« IPHIGENIE EN TAURIDE » (GLUCK) : la querelle des Atrides projetée en Ukraine. Trois voix superbes.
Les déchirements meurtriers de la famille des Atrides lors de la guerre de Troie, portés par Eschyle, Euripide et Sophocle ont inspiré à Gluck deux opéras dont Iphigénie en Tauride. Ce drame mythologique, métaphore de haines intra-familiales meurtrières, est aussi une critique des absurdités de la guerre. L’Opera Ballet Vlaanderen nous propose jusqu’au 5 novembre une version très contemporaine, mise en scène par le jeune metteur en scène espagnol Rafael R. Villalobos.
Dans la version d’anthologie de Krzysztof Warlikowski à l’Opéra de Paris, du temps de Gérard Mortier, Iphigénie est une vieille dame, réfugiée dans une maison de retraite, rongée par la mélancolie. L’irruption de la guerre via Oreste et Pylade est surtout l’occasion de revivre, live ou en vidéo, le meurtre de Clytemnestre par Oreste son fils incestueux. Une psychanalyse plus qu’un pamphlet anti-guerrier. Avec stylistiquement le théâtre dans l’opéra avec le dédoublement des chanteurs par des acteurs.
Le jeune metteur en scène espagnol Rafael R. Villalobos est très clair dans ses intentions. Sa version d’Iphigénie en Tauride, créée à Montpellier et reprise à Anvers est « engagée », inspirée explicitement de la guerre russo-ukrainienne. La Tauride, territoire des Scythes dans l’antiquité est en fait le territoire de la Crimée actuelle et par extension de l’Ukraine. La ville de Marioupol détruite et son théâtre, rempli de civils, anéanti au début de l’invasion russe de 2022 sont au centre symbolique et de l’action et du décor. En fond de scène les gradins noircis du théâtre détruit accueillent les nombreux chœurs de prêtresses, de soldats scythes puis grecs et des Erinyes, déesses de la vengeance qui commentent l’action. Une échancrure dans le toit permet d’accueillir l’orage initial dont la musique sublime de Gluck annonce le cauchemar d’Iphigénie envahi de meurtres familiaux.

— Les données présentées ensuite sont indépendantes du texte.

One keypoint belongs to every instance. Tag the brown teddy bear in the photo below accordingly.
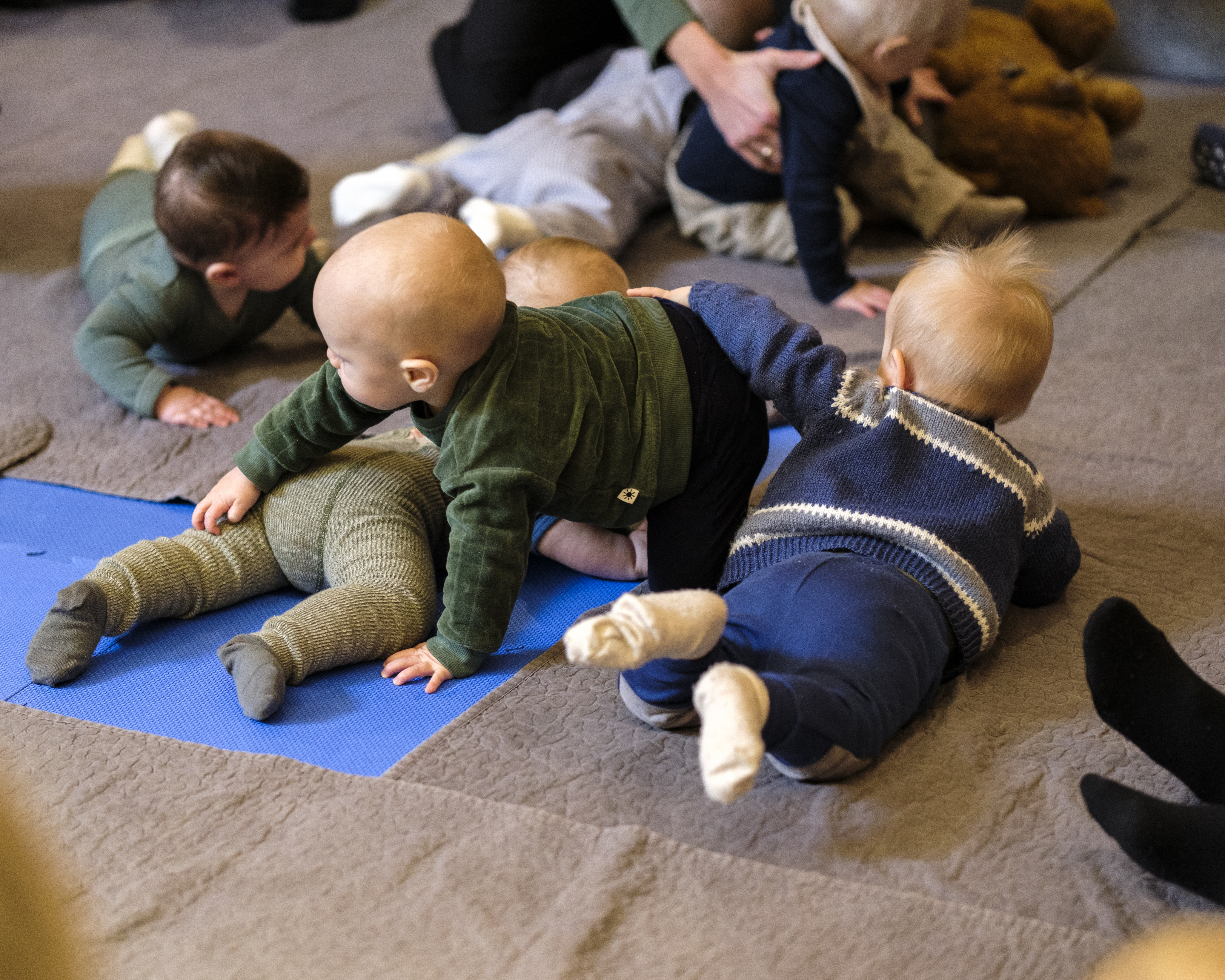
(1028, 119)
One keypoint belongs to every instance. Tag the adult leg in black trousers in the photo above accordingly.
(1145, 691)
(510, 57)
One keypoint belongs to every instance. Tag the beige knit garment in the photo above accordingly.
(363, 530)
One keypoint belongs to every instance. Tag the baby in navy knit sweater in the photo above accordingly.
(887, 547)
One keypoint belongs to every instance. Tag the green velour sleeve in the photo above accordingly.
(112, 347)
(317, 418)
(492, 514)
(653, 21)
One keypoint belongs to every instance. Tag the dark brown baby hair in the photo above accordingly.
(221, 190)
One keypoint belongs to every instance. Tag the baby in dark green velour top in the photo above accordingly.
(195, 246)
(603, 411)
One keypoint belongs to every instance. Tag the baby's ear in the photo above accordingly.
(222, 275)
(422, 375)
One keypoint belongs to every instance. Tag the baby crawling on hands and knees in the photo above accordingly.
(604, 411)
(363, 530)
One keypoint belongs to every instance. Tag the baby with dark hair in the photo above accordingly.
(195, 246)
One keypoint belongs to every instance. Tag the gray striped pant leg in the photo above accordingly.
(184, 576)
(381, 592)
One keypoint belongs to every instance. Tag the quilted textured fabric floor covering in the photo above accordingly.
(546, 834)
(339, 97)
(978, 800)
(281, 869)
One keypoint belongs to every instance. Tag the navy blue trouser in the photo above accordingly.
(849, 648)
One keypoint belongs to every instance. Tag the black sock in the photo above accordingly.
(63, 645)
(1183, 845)
(1146, 693)
(259, 680)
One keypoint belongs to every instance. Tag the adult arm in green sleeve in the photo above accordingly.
(112, 347)
(317, 418)
(490, 518)
(653, 21)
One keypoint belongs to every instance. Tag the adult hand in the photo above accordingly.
(864, 298)
(655, 292)
(232, 498)
(179, 405)
(739, 90)
(416, 662)
(924, 88)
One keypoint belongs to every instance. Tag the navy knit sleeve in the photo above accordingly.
(819, 116)
(786, 361)
(1053, 560)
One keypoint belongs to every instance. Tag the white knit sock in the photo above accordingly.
(394, 187)
(162, 134)
(134, 155)
(733, 702)
(499, 226)
(684, 624)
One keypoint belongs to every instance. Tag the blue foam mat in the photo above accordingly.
(166, 679)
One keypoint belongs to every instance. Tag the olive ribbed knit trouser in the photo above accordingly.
(357, 528)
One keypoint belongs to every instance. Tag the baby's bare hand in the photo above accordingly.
(416, 662)
(924, 88)
(232, 498)
(179, 405)
(864, 298)
(655, 292)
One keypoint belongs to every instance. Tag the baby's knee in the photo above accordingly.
(833, 766)
(657, 716)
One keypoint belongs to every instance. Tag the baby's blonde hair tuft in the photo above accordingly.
(552, 271)
(858, 26)
(974, 324)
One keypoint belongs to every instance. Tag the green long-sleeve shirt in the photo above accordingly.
(149, 306)
(653, 21)
(579, 411)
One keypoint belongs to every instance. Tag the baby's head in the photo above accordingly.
(407, 307)
(971, 328)
(236, 210)
(552, 271)
(887, 40)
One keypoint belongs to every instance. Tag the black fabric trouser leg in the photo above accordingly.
(689, 536)
(510, 57)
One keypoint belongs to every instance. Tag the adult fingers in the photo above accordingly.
(792, 61)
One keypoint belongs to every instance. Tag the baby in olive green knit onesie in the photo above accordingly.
(363, 530)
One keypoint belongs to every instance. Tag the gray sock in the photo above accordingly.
(258, 677)
(62, 647)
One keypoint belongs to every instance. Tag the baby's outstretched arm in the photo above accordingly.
(232, 498)
(416, 662)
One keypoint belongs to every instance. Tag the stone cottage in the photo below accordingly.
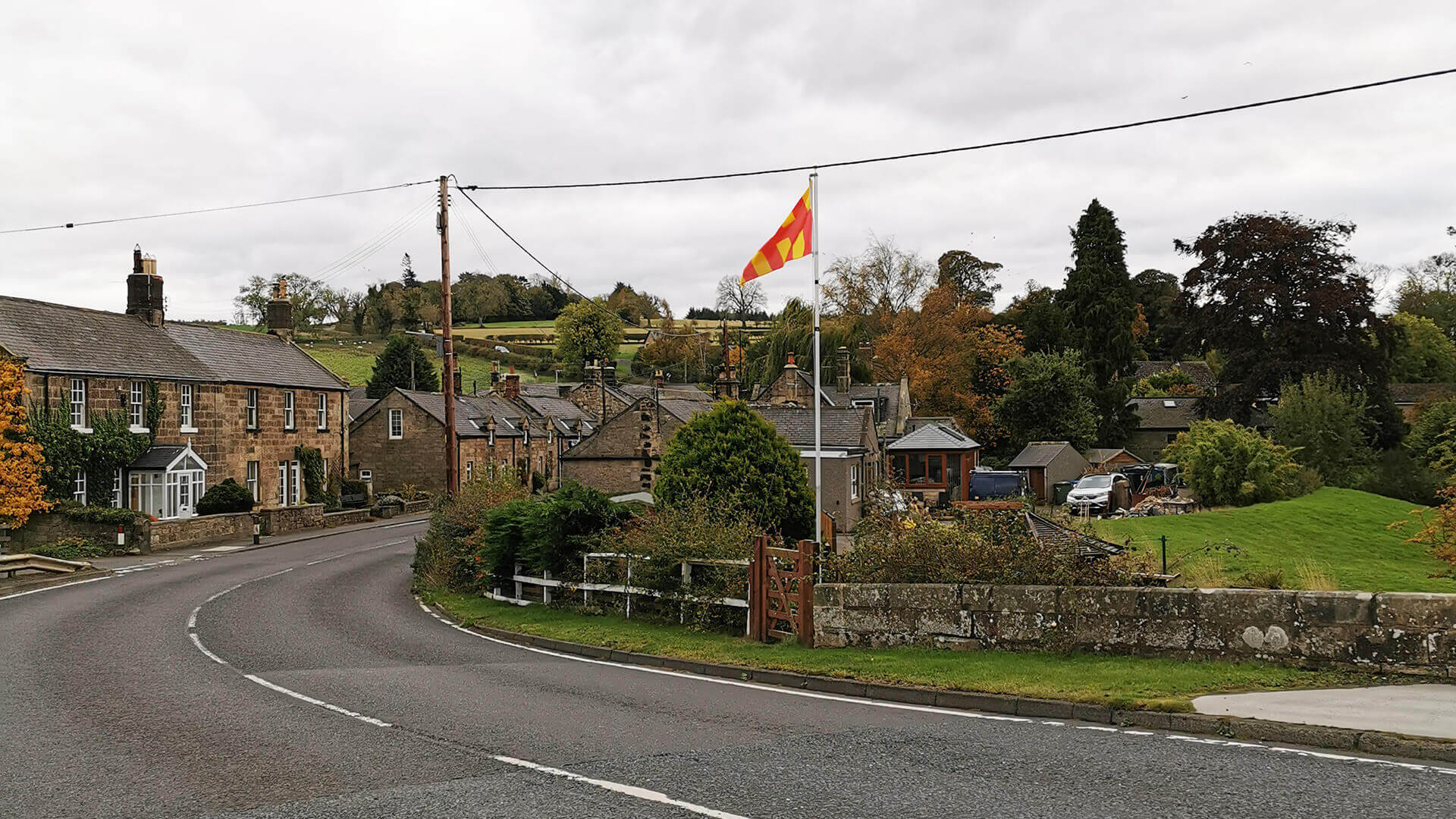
(235, 404)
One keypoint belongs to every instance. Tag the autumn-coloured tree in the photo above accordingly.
(20, 461)
(956, 357)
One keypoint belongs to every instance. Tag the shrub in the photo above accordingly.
(224, 497)
(1231, 465)
(72, 548)
(979, 548)
(733, 458)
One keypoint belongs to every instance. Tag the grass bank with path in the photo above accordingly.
(1340, 532)
(1120, 682)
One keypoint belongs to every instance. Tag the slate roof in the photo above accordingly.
(1402, 392)
(1103, 455)
(1200, 372)
(840, 428)
(58, 338)
(158, 457)
(934, 436)
(1156, 414)
(1040, 453)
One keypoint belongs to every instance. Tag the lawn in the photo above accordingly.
(354, 363)
(1126, 682)
(1340, 532)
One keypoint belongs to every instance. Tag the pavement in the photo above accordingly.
(1419, 710)
(305, 681)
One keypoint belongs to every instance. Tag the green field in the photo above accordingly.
(354, 363)
(1338, 532)
(1084, 678)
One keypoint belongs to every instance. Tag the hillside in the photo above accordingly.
(1340, 532)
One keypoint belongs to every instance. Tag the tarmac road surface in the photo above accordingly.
(305, 681)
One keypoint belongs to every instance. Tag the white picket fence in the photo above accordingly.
(546, 583)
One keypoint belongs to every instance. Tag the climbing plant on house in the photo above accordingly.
(22, 490)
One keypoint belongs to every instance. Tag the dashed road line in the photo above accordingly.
(937, 710)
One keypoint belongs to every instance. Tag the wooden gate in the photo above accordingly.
(781, 592)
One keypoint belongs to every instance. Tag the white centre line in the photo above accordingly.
(645, 795)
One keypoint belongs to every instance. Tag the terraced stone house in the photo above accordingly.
(235, 404)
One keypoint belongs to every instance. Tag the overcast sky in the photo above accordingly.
(115, 110)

Mais ce lieu théâtral permet aussi d’introduire deux extraits, non musicaux d’Euripide et de Sophocle qui avant l’acte I et l’acte III campent les grands absents à l’origine du carnage familial : Agamemnon, qui a sacrifié Iphigénie à ses ambitions politiques et Clytemnestre qui a vengé sa fille en tuant son époux, avant d’être assassinée par son fils Oreste. De quoi rappeler au spectateur les motivations familiales initiales du carnage.
Réalisme documentaire et rayonnement musical
Sur scène un excès de réalisme « documentaire » sur les massacres « russo-scythes » en rajoute une couche dans le mélodrame. En sont victimes le Roi scythe Thoas, déjà bourreau des Grecs qui doit ajouter à son personnage un rôle de violeur en direct. Mais surtout Iphigénie, la prêtresse de Diane affichant la silhouette d’une « Annie get your gun » du Far West avec une chemise de cow girl, un plaid écossais et surtout un énorme revolver dont elle menace son malheureux frère. Pas vraiment convaincantes ces démonstrations.
Par contre les trois chanteurs protagonistes sont plus que convaincants. La mezzo canadienne Michèle Losier assume avec élégance ce rôle d’Iphigénie, tueuse malgré elle, et son timbre rayonnant surmonte tous les obstacles vocaux dans quelques airs fameux du répertoire. Le baryton turc Kartal Karagedik campe avec une force bien maitrisée son malheureux frère Oreste plein de remords pour le meurtre de sa mère mais surtout d’amitié douloureuse pour son complice Pylade. Ce dernier, incarné par le remarquable ténor belge Reinoud Van Mechelen, un baroqueux à l’aigu sensuel nous emmène au paradis des très belles voix. Enfin les chœurs et l’orchestre de l’Opera Ballet Vlaanderen dirigés Jon Klomp et Benyamin Bayl rythment la partition avec un raffinement énergique qui provoque la standing ovation du public de la première pour l’ensemble de la distribution.
Un opéra rarement joué et qui vaut le déplacement.
Iphigénie en Tauride de Gluck mis en scène par Rafael Villalobos à l’Opera Ballet Vlaanderen à Anvers jusqu’au 5 novembre.